La commémoration du génocide de la famille du Prophète de l’islam par la communauté des musulmans chiites mozdahir a vécu samedi. Un millier de personnes sont rentrées de Darou Hidjiratou (Sud du Sénégal) sensibilisées sur le caractère non festif de la Tamkharite, comme on nomme ce souvenir au Sénégal.Par Abdoulaye KAMARA – 

Des mots forts pour pointer du doigt les maux atroces que le petit-fils du Prophète, l’imam Hussein, a enduré les 10 derniers jours d’un mois lunaire de Muharram. A Darou Hidjiratou samedi passé, sous une tente étanche, refroidie par une forte pluie, Mme Traoré, venue de la France pour participer à la commémoration de la première édition d’Achoura dans le village natal du guide religieux Chérif Mohamed Aly Aïdara, a eu les mots justes et émus pour peindre ce jour de triste mémoire. Elle martèle, le trémolo dans une voix étreinte par la douleur : «Jour étrange. Jour de deuil. Jour sombre. Jour sanguin. Génocide !» Elle poursuit : «Chaque jour est Achoura, chaque jour est Karbala comme la terre de Darou Hidjiratou. Achoura, c’est la plus grande calamité que la terre n’a jamais portée. Achoura, loin d’être une défaite, est une victoire faite pour perdurer. Achoura, loin d’être une défaite, est un fardeau de réunification du message divin porté par Hussein.» Et puis de citer, presque en sanglots, les noms de toute cette lignée prophétique tuée par les armes de coreligionnaires. Parmi lesquels un bébé de 6 mois porté dans ses bras par l’imam lui-même. Ensuite, le guide Aly Aïdara en a rajouté une couche : «Lorsque l’imam Hussein a été encerclé par les ennemis de l’islam, prêts à l’exécuter, il leur a posé cette question : «Existe-t-il sur terre un seul descendant du Prophète autre que moi ?» Ils répondirent non. Je suis convaincu que si le Prophète vivait, il leur aurait demandé de le tuer à la place de Hussein ou alors c’est à lui, en personne, qu’ils allaient s’en prendre.»

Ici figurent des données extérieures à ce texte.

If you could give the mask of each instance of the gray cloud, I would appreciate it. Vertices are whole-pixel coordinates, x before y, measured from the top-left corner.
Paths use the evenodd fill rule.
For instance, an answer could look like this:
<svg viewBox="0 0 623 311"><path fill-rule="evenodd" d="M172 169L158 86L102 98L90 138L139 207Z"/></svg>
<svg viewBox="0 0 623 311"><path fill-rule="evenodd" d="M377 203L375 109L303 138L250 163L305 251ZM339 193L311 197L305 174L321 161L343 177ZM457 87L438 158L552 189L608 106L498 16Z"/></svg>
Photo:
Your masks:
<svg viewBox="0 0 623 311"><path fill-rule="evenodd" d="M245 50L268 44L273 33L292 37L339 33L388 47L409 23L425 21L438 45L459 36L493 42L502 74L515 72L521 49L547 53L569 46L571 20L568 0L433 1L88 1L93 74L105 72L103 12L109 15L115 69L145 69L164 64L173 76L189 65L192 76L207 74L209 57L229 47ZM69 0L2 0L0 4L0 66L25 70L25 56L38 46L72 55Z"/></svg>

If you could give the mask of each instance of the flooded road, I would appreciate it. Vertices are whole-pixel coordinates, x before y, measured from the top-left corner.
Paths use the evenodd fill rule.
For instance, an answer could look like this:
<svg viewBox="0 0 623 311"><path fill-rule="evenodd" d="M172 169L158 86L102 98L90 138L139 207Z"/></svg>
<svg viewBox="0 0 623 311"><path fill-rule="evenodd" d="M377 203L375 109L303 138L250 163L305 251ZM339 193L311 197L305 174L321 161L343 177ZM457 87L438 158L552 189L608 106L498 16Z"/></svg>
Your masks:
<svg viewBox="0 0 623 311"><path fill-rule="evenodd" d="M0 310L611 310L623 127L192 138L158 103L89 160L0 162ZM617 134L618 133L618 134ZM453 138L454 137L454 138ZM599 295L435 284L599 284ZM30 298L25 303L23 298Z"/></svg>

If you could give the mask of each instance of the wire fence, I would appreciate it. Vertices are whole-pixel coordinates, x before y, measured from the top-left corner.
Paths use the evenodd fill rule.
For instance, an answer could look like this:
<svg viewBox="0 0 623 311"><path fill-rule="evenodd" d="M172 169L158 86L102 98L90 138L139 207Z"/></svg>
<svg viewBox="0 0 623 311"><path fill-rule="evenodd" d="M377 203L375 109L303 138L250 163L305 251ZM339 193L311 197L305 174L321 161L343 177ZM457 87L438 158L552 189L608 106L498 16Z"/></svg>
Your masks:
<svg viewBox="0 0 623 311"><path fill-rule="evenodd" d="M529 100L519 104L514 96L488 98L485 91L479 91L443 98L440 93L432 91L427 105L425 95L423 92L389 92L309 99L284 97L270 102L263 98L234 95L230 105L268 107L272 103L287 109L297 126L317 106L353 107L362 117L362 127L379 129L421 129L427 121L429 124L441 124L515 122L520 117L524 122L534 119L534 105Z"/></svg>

Les mots étaient assez forts pour laisser indifférents le millier, certainement plus, de musulmans de toutes les écoles qui ont répondu à l’appel du président-fondateur de l’Ins­titut Mozdahir Interna­tional. Des pèlerins qui sont venus d’Europe, d’Amérique, d’Asie et de pays de la sous-région ouest-africaine tels que la Gambie, la Mauritanie, la Guinée Conakry, la Guinée-Bissau, le Mali, le Togo, la Côte d’Ivoire…
Des guides religieux du Fouladou, de l’école sunnite de l’islam, qui ont pris la parole, ont reconnu le caractère non festif de la Tamkharite. Puisant leurs argumentaires des versets du Saint Coran. Les vénérés marabouts Thierno Bassirou Diao, Thierno Amad Néné Kandé, Thierno Barro, on en oublie…, ont sensibilisé leurs talibés et ceux de Mozdahir pour se convaincre qu’Achoura est un jour de deuil ; tout en les appelant à s’instruire, à se former, à aimer le travail et à être plus solidaires.
Le guide religieux Aïdara ne cherchait pas mieux en délocalisant la célébration de cet événement religieux dans ce patelin bien reculé du Fouladou, à plus de 600 km de Dakar, la capitale sénégalaise. Chérif Mohamed Aly Aïdara note : «…Se rassembler paisiblement dans un village reculé tel que Darou Hidjiratou pour commémorer la tragédie qui toucha la famille du Prophète, c’est aussi faire connaître cette histoire et véhiculer les valeurs de paix, d’amour et de tolérance de l’islam originel à de nombreuses personnes de la région dont les cœurs sont tels des coupes attendant d’être remplies par la connaissance des Ahloul bayt.»
Au courant de la journée de samedi et des jours précédents, des centaines d’hôtes de Chérif Aïdara ont visité le mausolée de feu son père, Chérif Alhassane Aïdara, descendant de la famille prophétique.